Mr Belhaj claims that in 2004 he and his then pregnant wife, Fatima Boudchar, were in Asia, about to fly to London to claim asylum on the grounds that he had taken part in the uprising against Libya’s then Leader, Colonel Gaddafi. Mr Belhaj alleges that the USA in effect kidnapped the couple and returned them to Tripoli. Ms Boudchar was imprisoned and then released just before she gave birth, but Mr Belhaj spent six years in jail in Libya.
The Supreme Court has now ruled that Libyan Abdul-Hakim Belhaj can bring a case in the British Courts about these events. He wishes to sue Jack Straw, Labour’s Foreign Secretary at the time, and Sir Mark Allen, then a senior MI6 officer – as well as the Foreign Office, the Home Office and the UK security services. Mr Belhaj has made it clear that he will take this case to court unless he receives an apology and token damages of £1.
The Court considered the question of whether UK courts could hear cases involving actions taken by other government in other countries, but concluded that the allegations were so serious they should be heard by a court somewhere – and the UK courts may be the only ones that would hear them, so they should do so.

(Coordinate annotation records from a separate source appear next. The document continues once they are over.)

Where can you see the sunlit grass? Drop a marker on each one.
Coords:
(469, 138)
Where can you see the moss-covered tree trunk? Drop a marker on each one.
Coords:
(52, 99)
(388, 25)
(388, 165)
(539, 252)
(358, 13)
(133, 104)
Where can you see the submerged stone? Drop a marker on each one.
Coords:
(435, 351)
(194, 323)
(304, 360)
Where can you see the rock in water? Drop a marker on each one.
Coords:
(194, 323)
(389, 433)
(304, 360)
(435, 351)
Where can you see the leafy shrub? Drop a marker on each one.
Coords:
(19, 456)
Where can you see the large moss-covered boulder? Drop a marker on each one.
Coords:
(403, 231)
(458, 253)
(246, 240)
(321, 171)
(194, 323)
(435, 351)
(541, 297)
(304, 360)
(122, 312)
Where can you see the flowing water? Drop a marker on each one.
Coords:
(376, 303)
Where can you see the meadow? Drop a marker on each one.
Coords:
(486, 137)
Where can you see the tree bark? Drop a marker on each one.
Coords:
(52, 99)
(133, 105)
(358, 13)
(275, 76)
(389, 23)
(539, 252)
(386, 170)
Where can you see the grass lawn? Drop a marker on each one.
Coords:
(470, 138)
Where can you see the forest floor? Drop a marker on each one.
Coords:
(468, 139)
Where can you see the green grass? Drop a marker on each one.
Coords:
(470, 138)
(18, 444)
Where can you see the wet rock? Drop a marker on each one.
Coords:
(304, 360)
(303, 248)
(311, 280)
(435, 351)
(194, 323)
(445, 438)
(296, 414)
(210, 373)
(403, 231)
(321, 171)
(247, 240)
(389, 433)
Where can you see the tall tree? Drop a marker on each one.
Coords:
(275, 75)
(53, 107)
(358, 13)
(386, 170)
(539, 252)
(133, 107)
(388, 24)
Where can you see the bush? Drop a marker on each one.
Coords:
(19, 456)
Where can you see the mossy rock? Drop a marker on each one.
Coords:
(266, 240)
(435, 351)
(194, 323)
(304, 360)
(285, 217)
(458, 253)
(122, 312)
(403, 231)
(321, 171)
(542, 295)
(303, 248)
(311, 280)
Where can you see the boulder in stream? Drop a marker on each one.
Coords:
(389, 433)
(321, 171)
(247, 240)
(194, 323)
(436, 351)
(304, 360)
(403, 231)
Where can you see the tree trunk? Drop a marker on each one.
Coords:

Mr Straw downplayed the allegations, saying, “At no stage so far have the merits of the applicant’s case been tested before any court…” This is of course true – but the new ruling deals with the applicant’s request for permission to bring the case before a court, so it is a rather strange point for Mr Straw to make at this stage.
Mr Straw also denied that he was in any way culpable in respect of the claims, adding, “As foreign secretary I acted at all times in a manner which was fully consistent with my legal duties, and with national and international law. I was never in any way complicit in the unlawful rendition or detention of anyone by other states.”